Shrewsbury, MA, July 12, 2012 --(PR.com
)-- SignaBlok, Inc., a Massachusetts-based emerging biopharmaceutical company, announced today the award of a Small Business Innovation Research (SBIR) grant by the National Heart Lung and Blood Institute (NHLBI), a division of the National Institutes of Health (NIH). This project, entitled “Multifunctional nanoformulations for diagnostic imaging of atherosclerosis,” will explore the use of SignaBlok’s targeted nanoparticles as a safe and efficient delivery platform for imaging of the most dangerous type of arterial plaques – called unstable (vulnerable) plaques – in early diagnosis and treatment of atherosclerosis. Research will be conducted in conjunction with the Advanced Magnetic Resonance Imaging (MRI) Center at the University of Massachusetts Medical School, Worcester.
SignaBlok’s proprietary nanosystem for delivery of drugs and imaging agents targets macrophages, inflammatory cells that are critically involved in plaque formation and have a high discriminatory power to identify the vulnerable plaque. The goal of this grant is to validate a novel approach to macrophage-targeted delivery of MRI contrast agents in a clinically relevant animal model of atherosclerosis.
“We are extremely pleased by the award of this SBIR grant from the NHLBI/NIH,” said Alexander Sigalov, Ph.D., President, Inventor and Founder of SignaBlok. “The proposed research will result in the development of novel imaging techniques that would fill an important unmet medical need in the diagnosis and treatment of atherosclerosis. This would offer better way to identify high-risk individuals, provide earlier diagnosis before symptoms occur and monitor treatment effects.”
“Macrophages are important imaging targets for diagnosis and image-guided therapy of not only atherosclerosis but also cancer. Thus, this grant gives us an opportunity to develop targeted nanosystem for in vivo macrophage imaging with a wide range of clinical applications,” said Alexander Sigalov.

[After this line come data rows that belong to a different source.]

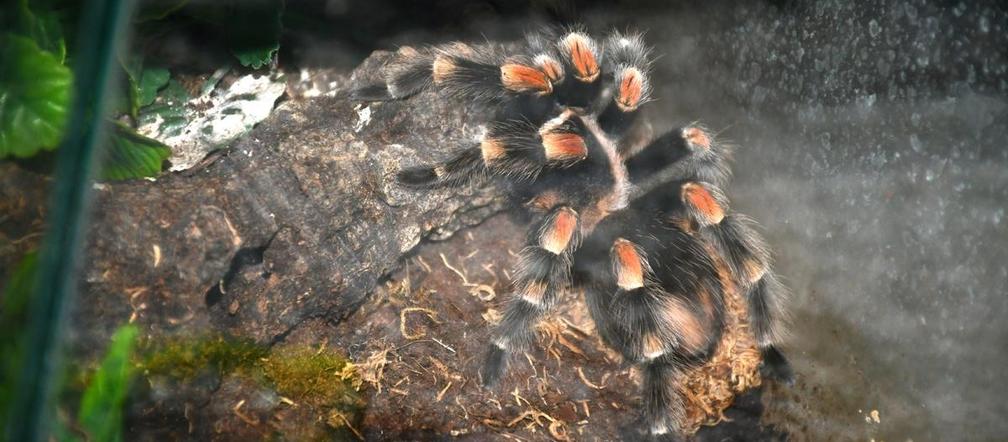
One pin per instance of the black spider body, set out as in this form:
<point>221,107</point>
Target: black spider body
<point>645,230</point>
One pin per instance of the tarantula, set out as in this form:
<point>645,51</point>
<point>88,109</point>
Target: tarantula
<point>653,259</point>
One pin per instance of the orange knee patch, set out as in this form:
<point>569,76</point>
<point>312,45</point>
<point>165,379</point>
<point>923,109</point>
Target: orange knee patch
<point>631,89</point>
<point>557,234</point>
<point>524,79</point>
<point>629,265</point>
<point>582,50</point>
<point>563,146</point>
<point>703,202</point>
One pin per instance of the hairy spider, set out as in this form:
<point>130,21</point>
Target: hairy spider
<point>644,229</point>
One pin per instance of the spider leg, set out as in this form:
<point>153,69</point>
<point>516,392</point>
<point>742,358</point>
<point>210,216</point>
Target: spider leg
<point>747,258</point>
<point>686,153</point>
<point>515,149</point>
<point>658,301</point>
<point>628,59</point>
<point>582,57</point>
<point>542,271</point>
<point>482,73</point>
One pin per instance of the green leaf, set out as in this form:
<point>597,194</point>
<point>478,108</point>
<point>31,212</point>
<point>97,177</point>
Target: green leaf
<point>44,28</point>
<point>258,57</point>
<point>34,97</point>
<point>101,414</point>
<point>251,27</point>
<point>18,290</point>
<point>132,155</point>
<point>143,82</point>
<point>151,81</point>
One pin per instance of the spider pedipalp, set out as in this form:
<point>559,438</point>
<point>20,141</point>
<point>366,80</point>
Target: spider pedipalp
<point>645,229</point>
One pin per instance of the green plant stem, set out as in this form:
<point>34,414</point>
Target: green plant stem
<point>104,25</point>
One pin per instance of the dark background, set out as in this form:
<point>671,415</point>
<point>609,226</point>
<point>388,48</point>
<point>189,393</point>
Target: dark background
<point>871,146</point>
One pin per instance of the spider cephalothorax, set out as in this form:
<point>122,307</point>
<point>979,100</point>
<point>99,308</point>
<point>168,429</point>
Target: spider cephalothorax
<point>643,228</point>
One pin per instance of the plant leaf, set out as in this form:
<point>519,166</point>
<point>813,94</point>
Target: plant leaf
<point>151,81</point>
<point>16,293</point>
<point>258,57</point>
<point>132,155</point>
<point>34,97</point>
<point>43,27</point>
<point>101,414</point>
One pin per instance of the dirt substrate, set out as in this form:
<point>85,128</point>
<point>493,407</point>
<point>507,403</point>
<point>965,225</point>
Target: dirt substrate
<point>419,341</point>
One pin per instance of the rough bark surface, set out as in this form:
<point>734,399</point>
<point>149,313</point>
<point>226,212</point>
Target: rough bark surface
<point>297,220</point>
<point>281,238</point>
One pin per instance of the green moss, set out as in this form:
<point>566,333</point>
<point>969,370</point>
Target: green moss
<point>184,358</point>
<point>317,377</point>
<point>320,378</point>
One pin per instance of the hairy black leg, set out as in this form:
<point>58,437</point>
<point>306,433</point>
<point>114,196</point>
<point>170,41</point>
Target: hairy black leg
<point>663,411</point>
<point>687,153</point>
<point>627,58</point>
<point>747,258</point>
<point>542,271</point>
<point>582,58</point>
<point>514,149</point>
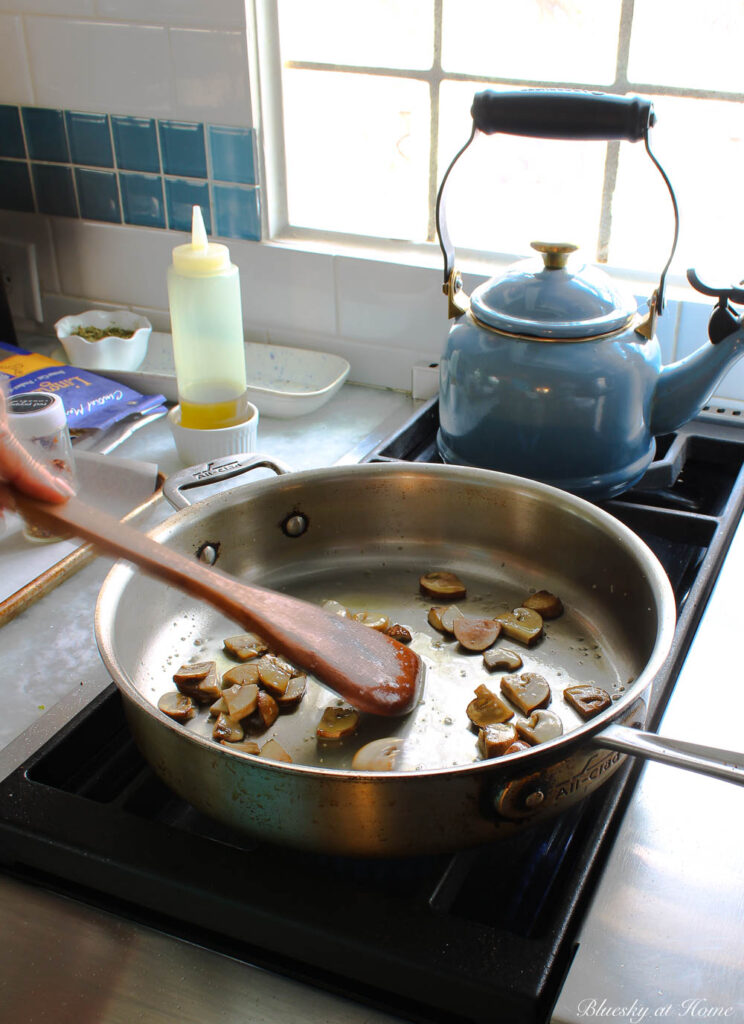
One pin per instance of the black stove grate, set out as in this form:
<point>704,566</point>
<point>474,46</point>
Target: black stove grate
<point>465,939</point>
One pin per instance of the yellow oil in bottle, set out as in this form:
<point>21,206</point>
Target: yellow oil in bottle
<point>210,411</point>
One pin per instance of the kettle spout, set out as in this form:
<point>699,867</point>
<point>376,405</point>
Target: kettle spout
<point>684,387</point>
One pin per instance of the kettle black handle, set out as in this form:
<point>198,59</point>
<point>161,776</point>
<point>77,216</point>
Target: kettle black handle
<point>555,114</point>
<point>560,114</point>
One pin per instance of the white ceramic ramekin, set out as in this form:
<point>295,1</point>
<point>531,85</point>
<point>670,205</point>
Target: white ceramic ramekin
<point>110,352</point>
<point>194,446</point>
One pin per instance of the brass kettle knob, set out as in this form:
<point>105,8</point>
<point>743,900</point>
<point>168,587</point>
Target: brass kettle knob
<point>555,254</point>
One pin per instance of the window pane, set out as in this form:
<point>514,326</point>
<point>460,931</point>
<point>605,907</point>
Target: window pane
<point>688,44</point>
<point>543,40</point>
<point>369,33</point>
<point>700,144</point>
<point>357,153</point>
<point>508,192</point>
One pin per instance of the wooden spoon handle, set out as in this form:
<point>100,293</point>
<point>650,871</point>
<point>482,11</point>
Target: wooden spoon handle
<point>368,669</point>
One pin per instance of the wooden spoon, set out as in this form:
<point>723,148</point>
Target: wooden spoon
<point>368,669</point>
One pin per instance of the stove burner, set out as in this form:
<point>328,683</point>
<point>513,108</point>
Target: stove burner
<point>461,939</point>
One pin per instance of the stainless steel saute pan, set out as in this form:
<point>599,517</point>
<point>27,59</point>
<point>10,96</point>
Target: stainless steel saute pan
<point>362,536</point>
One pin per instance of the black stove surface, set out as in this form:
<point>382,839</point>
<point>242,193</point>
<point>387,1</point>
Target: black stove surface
<point>482,935</point>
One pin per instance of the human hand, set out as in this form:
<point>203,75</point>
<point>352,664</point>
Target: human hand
<point>19,468</point>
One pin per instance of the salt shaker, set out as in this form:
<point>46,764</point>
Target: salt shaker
<point>39,420</point>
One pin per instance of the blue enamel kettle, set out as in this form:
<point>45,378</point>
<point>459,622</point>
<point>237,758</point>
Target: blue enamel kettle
<point>551,371</point>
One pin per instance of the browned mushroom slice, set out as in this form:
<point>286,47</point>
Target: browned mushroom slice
<point>266,712</point>
<point>245,646</point>
<point>522,624</point>
<point>374,620</point>
<point>516,748</point>
<point>336,608</point>
<point>544,603</point>
<point>539,727</point>
<point>274,751</point>
<point>442,617</point>
<point>487,709</point>
<point>380,755</point>
<point>399,633</point>
<point>587,699</point>
<point>218,708</point>
<point>228,729</point>
<point>177,706</point>
<point>293,694</point>
<point>337,722</point>
<point>445,586</point>
<point>529,692</point>
<point>273,675</point>
<point>241,700</point>
<point>500,657</point>
<point>241,675</point>
<point>493,740</point>
<point>199,681</point>
<point>247,745</point>
<point>476,634</point>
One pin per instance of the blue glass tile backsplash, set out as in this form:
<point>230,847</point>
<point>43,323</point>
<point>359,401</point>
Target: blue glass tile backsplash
<point>129,170</point>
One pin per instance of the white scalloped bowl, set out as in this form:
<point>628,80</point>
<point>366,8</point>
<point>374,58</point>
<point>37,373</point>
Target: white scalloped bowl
<point>110,352</point>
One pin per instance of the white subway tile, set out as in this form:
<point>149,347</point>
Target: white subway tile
<point>197,13</point>
<point>281,288</point>
<point>114,263</point>
<point>391,304</point>
<point>90,66</point>
<point>15,84</point>
<point>35,228</point>
<point>210,76</point>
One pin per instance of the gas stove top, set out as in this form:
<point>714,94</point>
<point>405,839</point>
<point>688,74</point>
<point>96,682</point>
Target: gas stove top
<point>481,934</point>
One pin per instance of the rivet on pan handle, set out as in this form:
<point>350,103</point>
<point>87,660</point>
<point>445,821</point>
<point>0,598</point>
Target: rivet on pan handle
<point>214,472</point>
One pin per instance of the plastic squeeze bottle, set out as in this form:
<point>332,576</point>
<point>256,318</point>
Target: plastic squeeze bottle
<point>204,293</point>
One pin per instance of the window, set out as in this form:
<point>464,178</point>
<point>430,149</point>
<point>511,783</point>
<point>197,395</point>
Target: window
<point>375,101</point>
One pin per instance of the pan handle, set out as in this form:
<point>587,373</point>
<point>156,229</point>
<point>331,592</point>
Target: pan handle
<point>725,765</point>
<point>214,472</point>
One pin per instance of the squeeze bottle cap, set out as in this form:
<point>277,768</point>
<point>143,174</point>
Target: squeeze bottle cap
<point>200,257</point>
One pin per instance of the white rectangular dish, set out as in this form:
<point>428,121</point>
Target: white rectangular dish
<point>282,382</point>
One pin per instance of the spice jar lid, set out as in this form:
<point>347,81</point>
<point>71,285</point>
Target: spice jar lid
<point>36,414</point>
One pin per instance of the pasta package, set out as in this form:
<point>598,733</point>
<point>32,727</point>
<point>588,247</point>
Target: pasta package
<point>91,401</point>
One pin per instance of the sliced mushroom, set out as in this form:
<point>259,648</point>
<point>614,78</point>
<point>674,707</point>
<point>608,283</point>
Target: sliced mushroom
<point>177,706</point>
<point>274,751</point>
<point>241,675</point>
<point>442,617</point>
<point>493,740</point>
<point>273,675</point>
<point>399,633</point>
<point>241,700</point>
<point>529,692</point>
<point>266,713</point>
<point>228,729</point>
<point>476,634</point>
<point>336,608</point>
<point>544,603</point>
<point>247,745</point>
<point>293,694</point>
<point>516,748</point>
<point>587,699</point>
<point>337,722</point>
<point>539,727</point>
<point>380,755</point>
<point>487,709</point>
<point>500,657</point>
<point>245,646</point>
<point>445,586</point>
<point>522,624</point>
<point>218,708</point>
<point>199,681</point>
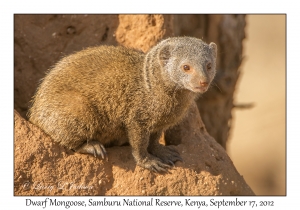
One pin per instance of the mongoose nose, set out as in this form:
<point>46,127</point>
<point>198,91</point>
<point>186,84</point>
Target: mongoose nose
<point>203,84</point>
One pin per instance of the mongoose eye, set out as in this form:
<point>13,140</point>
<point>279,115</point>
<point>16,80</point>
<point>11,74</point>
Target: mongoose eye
<point>186,67</point>
<point>209,66</point>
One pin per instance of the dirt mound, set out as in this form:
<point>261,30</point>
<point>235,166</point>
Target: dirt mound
<point>42,167</point>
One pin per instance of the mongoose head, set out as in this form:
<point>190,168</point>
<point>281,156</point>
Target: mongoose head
<point>189,62</point>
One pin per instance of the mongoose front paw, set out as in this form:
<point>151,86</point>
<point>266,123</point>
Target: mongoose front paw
<point>93,147</point>
<point>154,164</point>
<point>168,154</point>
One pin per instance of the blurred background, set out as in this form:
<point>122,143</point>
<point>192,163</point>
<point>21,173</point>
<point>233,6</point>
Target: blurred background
<point>257,143</point>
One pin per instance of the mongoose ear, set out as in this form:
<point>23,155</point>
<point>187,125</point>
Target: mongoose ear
<point>164,55</point>
<point>213,48</point>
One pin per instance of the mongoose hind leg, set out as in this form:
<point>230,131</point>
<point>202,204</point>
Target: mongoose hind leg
<point>93,147</point>
<point>139,141</point>
<point>168,154</point>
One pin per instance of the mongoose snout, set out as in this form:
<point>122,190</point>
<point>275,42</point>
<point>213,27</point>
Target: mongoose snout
<point>110,95</point>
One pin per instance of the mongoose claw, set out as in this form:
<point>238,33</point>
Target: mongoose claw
<point>154,164</point>
<point>171,163</point>
<point>95,148</point>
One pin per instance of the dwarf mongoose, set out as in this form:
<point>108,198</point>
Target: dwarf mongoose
<point>110,95</point>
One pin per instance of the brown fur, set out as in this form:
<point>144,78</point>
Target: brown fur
<point>115,95</point>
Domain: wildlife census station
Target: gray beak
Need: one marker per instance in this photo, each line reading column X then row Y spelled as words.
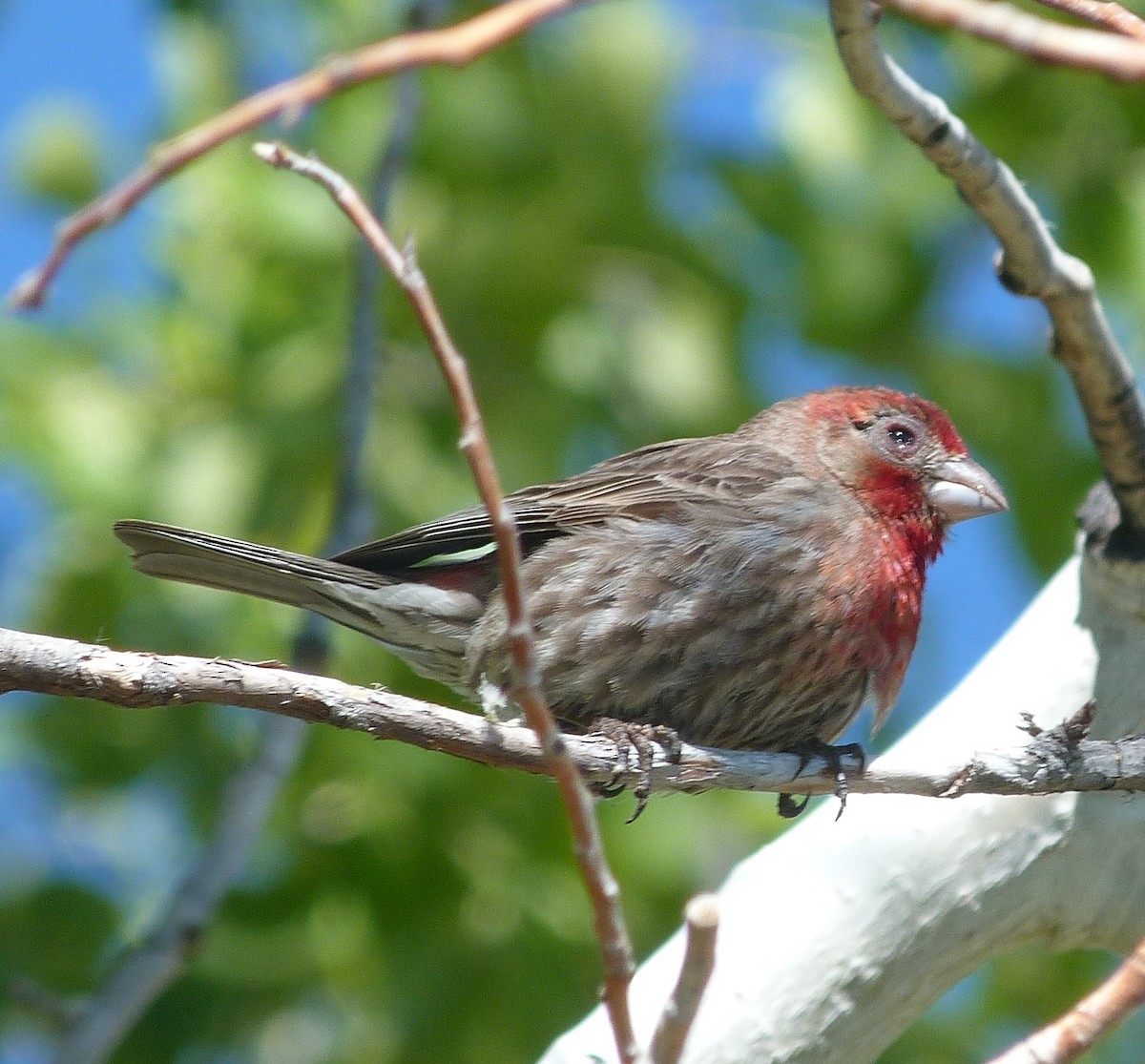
column 962, row 490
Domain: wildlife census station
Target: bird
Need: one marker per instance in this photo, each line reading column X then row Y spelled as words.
column 751, row 590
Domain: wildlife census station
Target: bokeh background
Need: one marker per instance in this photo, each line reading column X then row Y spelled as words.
column 646, row 220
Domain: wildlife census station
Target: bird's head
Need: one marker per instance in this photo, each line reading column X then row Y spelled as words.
column 903, row 456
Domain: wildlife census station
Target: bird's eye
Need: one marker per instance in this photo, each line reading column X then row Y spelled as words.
column 903, row 438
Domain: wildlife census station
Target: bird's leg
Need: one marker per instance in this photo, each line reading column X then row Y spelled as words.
column 788, row 806
column 631, row 738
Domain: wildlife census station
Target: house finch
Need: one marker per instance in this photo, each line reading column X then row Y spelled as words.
column 748, row 590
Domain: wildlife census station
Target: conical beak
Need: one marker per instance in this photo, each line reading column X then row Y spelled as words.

About atherosclerosis: Atherosclerosis (hardening of the arteries) is the major cause of cardiovascular disease, the number one leading cause of death worldwide. There are two broad categories of atherosclerotic plaques: stable and unstable (also called vulnerable). A vast majority of cardiovascular events such as stroke or myocardial infarction result from rupture or erosion of vulnerable plaques. Accurate in vivo tracking of plaque vulnerability and progression using non-invasive imaging approaches allows early identification of high-risk patients as well as facilitates early intervention decision-making process and monitoring of the effectiveness of interventions.
SignaBlok is developing a new class of therapies – SCHOOL peptides, the innovative modulatory peptides that can be rationally designed for nearly any cell surface receptor and have broad potential to treat and prevent a wide range of serious diseases with unmet clinical needs. SignaBlok is also developing a nanotechnology that enables targeted delivery of SCHOOL peptides and other therapies and/or imaging agents, aiming to improve efficacy, reduce dose, and allow image-guided therapy.